A Paper You Should Read (p=1.0)Published 29 September, 2011
Run don’t walk and read a new paper by Simmons, Nelson and Simonsohn to appear in Psychological Science. The title of the paper is “False-Positive Psychology: Undisclosed Flexibility in Data Collection and Analysis Allows Presenting Anything as Significant” (Their italics on undisclosed.)
The moral of this story is reasonably easily told. Scientists, they argue, have what they call “researcher degrees-of-freedom,” all the little decisions you make as you collect and report data, including when to stop running subjects, which data points to exclude, what counts as an “outlier,” and so on. By making just the right (or, perhaps, wrong) decisions, scientists can vastly increase the chance of getting a reportable statistically significant effect (i.e., a p-value less than the mystical level of .05).

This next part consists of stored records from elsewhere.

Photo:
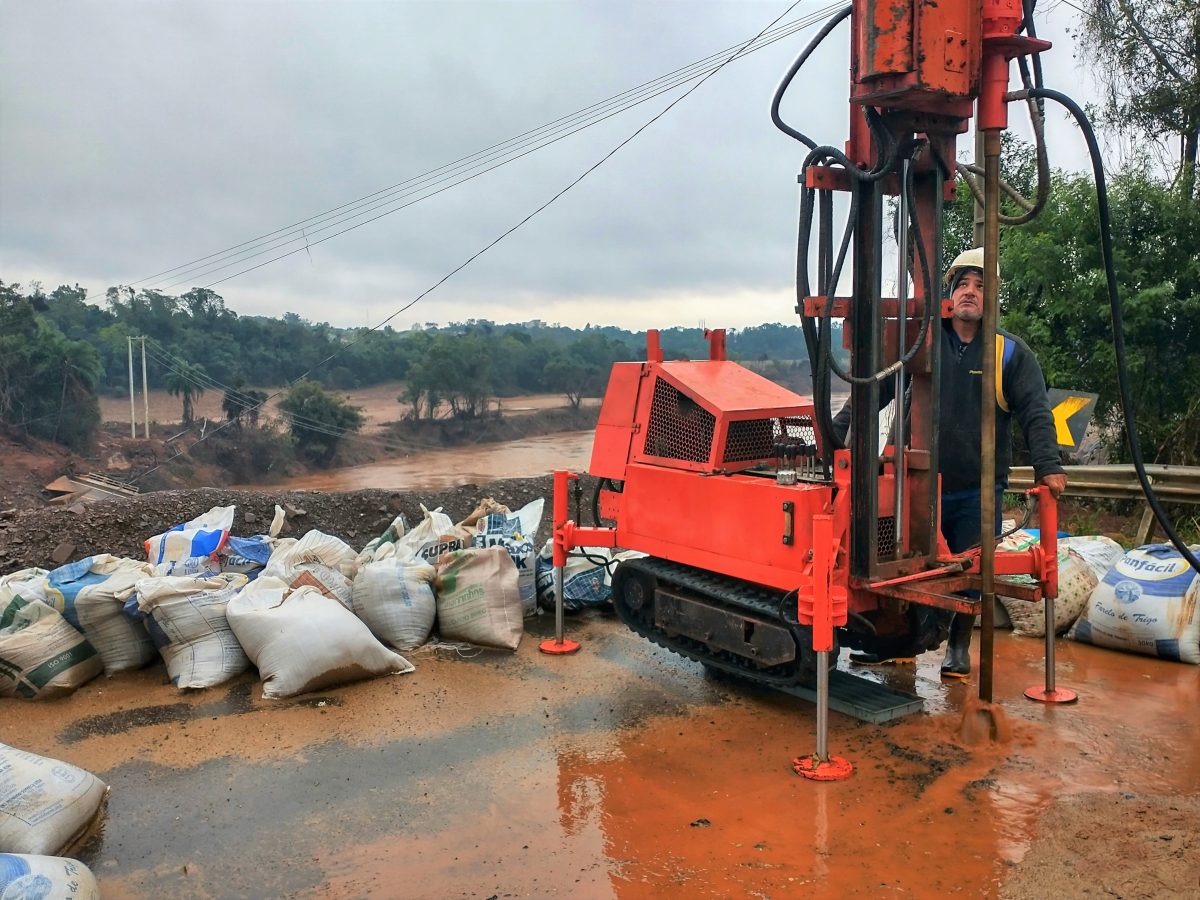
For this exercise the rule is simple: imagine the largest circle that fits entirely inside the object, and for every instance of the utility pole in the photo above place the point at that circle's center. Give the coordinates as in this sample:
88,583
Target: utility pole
133,414
145,391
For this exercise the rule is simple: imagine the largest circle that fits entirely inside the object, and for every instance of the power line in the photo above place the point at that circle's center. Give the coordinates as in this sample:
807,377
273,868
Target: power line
528,141
475,256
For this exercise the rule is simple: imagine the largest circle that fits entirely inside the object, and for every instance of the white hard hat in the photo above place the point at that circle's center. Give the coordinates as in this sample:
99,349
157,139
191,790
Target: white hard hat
966,259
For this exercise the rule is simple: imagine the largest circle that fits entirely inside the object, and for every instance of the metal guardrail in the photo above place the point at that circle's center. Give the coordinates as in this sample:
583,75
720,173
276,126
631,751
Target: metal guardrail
1173,484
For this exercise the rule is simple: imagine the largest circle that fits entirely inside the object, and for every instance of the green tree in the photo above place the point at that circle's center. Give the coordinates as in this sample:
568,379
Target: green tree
186,381
1146,57
319,420
47,382
1054,295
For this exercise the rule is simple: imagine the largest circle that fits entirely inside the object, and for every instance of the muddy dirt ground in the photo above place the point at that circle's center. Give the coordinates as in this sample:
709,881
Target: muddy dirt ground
619,772
624,772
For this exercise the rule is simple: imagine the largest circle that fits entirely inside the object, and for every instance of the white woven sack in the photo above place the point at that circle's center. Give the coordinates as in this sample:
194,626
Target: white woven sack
90,594
395,599
1099,552
45,804
41,655
478,598
24,876
1149,603
303,641
432,537
27,583
28,877
313,547
187,622
1077,580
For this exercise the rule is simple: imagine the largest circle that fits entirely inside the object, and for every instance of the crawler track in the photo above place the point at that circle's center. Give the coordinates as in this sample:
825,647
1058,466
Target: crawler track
636,580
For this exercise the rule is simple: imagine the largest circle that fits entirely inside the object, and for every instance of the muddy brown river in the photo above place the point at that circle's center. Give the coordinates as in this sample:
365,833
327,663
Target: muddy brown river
624,772
445,468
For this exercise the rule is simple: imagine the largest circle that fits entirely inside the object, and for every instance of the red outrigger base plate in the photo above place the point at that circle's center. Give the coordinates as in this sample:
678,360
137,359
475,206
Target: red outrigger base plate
835,768
1059,695
558,648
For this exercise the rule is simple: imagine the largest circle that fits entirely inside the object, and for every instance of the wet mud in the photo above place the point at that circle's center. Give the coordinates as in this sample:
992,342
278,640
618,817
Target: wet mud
624,772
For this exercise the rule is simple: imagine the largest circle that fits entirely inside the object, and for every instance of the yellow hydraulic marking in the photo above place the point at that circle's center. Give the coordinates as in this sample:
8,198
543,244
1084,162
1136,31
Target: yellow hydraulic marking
1067,408
1000,373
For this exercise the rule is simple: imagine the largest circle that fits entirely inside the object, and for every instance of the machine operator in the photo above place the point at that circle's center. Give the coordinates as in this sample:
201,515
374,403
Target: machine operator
1020,391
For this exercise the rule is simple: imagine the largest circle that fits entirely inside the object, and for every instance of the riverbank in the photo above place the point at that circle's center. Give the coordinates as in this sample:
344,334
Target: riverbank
30,537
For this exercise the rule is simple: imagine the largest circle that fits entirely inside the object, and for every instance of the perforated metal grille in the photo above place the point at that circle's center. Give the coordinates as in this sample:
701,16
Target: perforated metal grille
750,439
756,438
886,535
679,429
797,427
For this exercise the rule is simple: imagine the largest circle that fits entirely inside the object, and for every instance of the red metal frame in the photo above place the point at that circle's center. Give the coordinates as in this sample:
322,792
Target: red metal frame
721,517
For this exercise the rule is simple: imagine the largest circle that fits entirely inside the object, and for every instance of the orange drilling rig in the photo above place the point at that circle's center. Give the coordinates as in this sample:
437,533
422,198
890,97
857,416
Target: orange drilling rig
771,543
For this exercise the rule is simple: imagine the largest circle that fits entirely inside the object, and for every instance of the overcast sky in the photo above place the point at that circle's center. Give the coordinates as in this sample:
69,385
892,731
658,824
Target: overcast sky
136,137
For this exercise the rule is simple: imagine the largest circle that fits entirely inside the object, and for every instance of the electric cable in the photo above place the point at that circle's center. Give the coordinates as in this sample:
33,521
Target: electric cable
785,83
480,252
1102,209
526,142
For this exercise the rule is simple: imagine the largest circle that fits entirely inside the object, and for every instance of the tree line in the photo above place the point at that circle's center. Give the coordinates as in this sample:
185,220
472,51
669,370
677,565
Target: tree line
59,349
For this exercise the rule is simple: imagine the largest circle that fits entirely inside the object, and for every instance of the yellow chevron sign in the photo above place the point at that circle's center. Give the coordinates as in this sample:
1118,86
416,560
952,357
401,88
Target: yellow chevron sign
1072,412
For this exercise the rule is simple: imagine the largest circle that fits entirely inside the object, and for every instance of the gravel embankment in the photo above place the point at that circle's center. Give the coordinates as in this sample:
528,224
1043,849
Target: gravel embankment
119,527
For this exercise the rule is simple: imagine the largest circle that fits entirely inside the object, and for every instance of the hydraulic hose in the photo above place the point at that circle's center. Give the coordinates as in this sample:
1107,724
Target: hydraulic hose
834,21
1102,208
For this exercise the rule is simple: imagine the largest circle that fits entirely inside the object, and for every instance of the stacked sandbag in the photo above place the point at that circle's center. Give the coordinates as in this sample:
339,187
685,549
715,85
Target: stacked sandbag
90,594
478,598
250,556
303,641
1077,579
384,546
432,537
319,561
201,537
515,532
1146,604
41,654
586,582
186,619
37,877
190,568
395,599
1099,552
28,583
45,804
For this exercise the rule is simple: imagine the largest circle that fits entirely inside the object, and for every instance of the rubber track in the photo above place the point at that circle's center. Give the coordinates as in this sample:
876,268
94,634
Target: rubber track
731,593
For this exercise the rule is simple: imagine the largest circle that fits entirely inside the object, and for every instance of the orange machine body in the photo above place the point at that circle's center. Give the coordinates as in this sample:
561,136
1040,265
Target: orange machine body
694,447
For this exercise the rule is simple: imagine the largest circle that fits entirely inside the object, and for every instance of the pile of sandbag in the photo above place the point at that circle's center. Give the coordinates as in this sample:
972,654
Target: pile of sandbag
1083,562
306,612
46,807
1146,603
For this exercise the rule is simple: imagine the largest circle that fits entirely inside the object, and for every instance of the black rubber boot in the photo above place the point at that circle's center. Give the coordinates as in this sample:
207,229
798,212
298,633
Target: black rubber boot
958,647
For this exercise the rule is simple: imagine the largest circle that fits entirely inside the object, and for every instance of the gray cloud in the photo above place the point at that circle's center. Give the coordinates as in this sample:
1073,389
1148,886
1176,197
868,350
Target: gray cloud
141,136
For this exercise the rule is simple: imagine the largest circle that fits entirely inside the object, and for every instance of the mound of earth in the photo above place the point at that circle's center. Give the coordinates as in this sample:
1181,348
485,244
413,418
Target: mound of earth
120,526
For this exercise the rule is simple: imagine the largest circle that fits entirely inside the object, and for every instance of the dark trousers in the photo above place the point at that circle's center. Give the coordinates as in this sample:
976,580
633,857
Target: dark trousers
960,517
961,511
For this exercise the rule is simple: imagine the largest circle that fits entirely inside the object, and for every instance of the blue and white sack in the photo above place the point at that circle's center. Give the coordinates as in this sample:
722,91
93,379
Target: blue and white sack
585,579
1146,604
90,594
516,532
201,537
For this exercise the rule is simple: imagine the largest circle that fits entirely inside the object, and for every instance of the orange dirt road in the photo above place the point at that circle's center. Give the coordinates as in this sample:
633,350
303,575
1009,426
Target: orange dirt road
624,772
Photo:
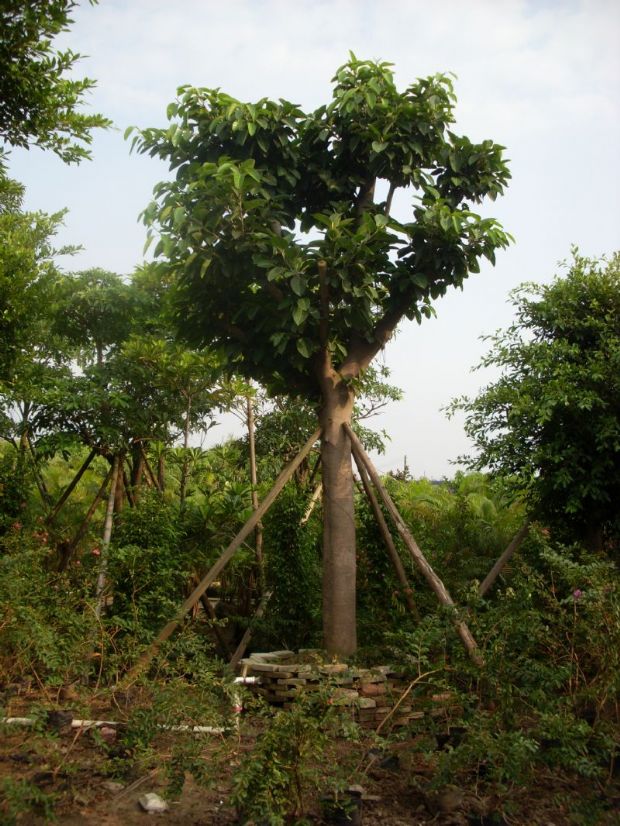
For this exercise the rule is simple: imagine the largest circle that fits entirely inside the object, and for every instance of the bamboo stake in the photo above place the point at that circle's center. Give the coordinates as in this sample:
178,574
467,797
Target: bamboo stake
149,470
107,535
224,559
431,577
495,571
71,487
40,481
258,533
84,526
249,630
387,538
312,503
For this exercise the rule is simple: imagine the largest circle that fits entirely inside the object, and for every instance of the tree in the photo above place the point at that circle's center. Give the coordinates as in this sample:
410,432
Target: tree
39,104
551,422
27,276
286,256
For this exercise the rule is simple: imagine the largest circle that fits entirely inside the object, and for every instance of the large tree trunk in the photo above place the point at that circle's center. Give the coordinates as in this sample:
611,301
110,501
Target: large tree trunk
339,615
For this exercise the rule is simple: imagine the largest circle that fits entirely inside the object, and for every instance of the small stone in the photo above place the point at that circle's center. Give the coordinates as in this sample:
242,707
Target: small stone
372,689
60,719
334,668
112,786
153,803
108,734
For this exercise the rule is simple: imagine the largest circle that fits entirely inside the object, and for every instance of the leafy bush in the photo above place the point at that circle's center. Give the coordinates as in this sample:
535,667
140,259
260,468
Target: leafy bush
47,623
546,694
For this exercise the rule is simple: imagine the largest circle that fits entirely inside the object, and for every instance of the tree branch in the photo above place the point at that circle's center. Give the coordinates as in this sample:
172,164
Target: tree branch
365,197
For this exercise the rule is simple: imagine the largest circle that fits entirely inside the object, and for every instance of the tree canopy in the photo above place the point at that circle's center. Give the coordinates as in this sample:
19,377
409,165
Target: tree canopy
278,236
551,422
264,191
40,105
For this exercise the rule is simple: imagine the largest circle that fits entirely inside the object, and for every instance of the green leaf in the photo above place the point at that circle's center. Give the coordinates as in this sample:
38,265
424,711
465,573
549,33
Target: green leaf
298,284
300,313
304,348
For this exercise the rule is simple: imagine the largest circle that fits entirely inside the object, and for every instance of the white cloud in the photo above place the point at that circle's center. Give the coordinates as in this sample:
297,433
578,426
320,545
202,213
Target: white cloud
541,77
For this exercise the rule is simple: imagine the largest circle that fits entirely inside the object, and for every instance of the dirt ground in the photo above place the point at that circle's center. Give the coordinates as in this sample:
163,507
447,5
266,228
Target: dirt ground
72,767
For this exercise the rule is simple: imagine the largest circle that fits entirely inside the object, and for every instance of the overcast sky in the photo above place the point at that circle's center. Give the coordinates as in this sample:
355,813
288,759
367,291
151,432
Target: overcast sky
540,77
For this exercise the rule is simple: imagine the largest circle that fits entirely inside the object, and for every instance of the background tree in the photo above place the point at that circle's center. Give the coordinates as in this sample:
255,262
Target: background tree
39,104
278,232
551,422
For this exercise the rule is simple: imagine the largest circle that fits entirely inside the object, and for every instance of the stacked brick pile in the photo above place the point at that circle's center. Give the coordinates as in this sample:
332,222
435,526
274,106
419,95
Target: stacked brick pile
373,695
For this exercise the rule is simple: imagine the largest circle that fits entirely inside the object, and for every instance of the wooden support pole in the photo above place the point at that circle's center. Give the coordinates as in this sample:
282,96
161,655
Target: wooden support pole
107,535
431,577
249,630
84,526
71,487
258,532
387,538
312,503
495,571
38,476
149,470
224,559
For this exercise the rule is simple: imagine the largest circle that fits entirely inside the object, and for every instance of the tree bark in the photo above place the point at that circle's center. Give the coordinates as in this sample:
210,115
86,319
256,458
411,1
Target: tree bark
339,562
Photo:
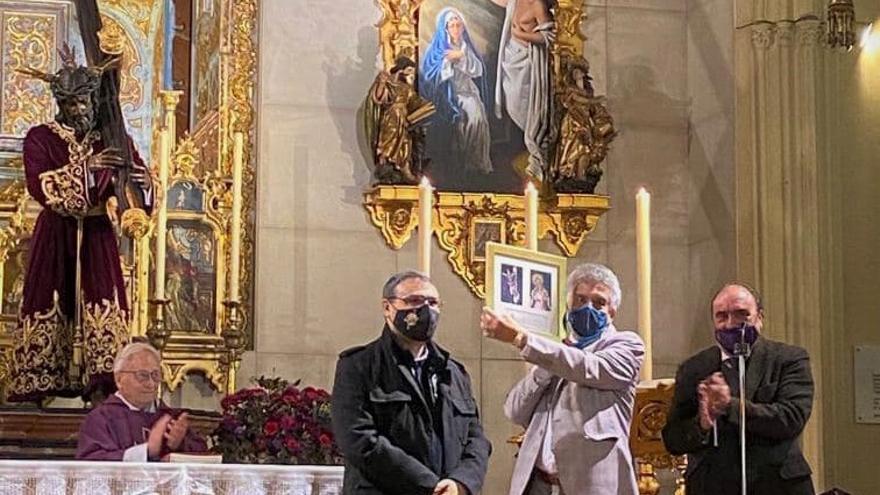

The paper has the virtue of being not only important but also a little on the whimsical side (starting, indeed, with the note regarding the order authorship, which they report is “alphabetical (controlling for father’s age [reverse coded]).”) They report a study that they conducted in which their subjects listened to one of two songs (“When I’m 64,” (rendered in the posted manuscript, interestingly, as “When I am 64” – without the contraction – no doubt due to the meddling of an over-zealous APA copy-editor) or “Kalimba,” which they gloss as “an instrumental song that comes free with the Windows 7 operating system.” Who knew?) Subjects then indicated their birthdate and their father’s age. Their finding? They report: “People were nearly a year-and-a-half younger after listening to “When I am 64” rather than “Kalimba.” (This effect seems particularly poignant to me today for some reason… maybe I’ll listen to some Beatles…)
How’d they do it? (Or, rather, “How did they do it?” for APA purists.) First, they took multiple dependent measures, and only reported the one that “worked.” (Of course, no one reading this blog would ever do such a thing.) Second, they took advantage of the fact that they could stop gathering data whenever they wanted. For many people involved in social science research, this decision is not made before data collection begins, and can be more or less easily modified. The problem, of course, is that by chance, p will be less than .05 during some part of the data gathering process (especially if you’re only going to use one tail) even if there is no real effect. Stopping when this occurs, then, allows the researcher to use this degree of freedom – when to stop gathering data –to get significant results even when there is nothing to be found. For this study, they checked after every 10 observations to see what they had, and stopped when things looked good.
In short, the fact that so many decisions are left up to researchers allows for the possibility of many false positives. The authors suggest a number of policy changes for both authors and reviewers to improve things, which I think is a good idea, since the problem might be even worse than it first appears.
If we suppose that it’s true that degrees of freedom allow researchers to “find” significant results, and we also assume that the top journals prefer to publish the surprising stuff, then findings that are striking but ultimately false positives might be finding their way to very visible outlets. If they are false positives, then of course others who try to replicate won’t get the effect. However, these failures to replicate are unlikely to be of interest to editors of these same top journals. In the wake of the publication of Bem’s ESP paper, for instance, other researchers tried to publish failures to replicate in the journal in which it appeared, the Journal of Personality and Social Psychology. New Scientist ran a story about this, which I’m guessing reflects a fairly typical experience. In essence, the journal wasn’t interested because they don’t, as a matter of policy, print replications. Failures to replicate, if they can find a home at all, tend to be published in outlets you’ve never heard of.
This leaves consumers of science with the impression that the published (likely) false positive is the current state of the art. Science is supposed to be self-correcting. To the extent that surprising but false findings get wide attention, but the corrections are buried, the chance that such errors will be corrected are much lower.
The Simmons et al paper is an important piece, with broad implications for how social science is practiced and consumed. It should be required reading for social scientists of all stripes.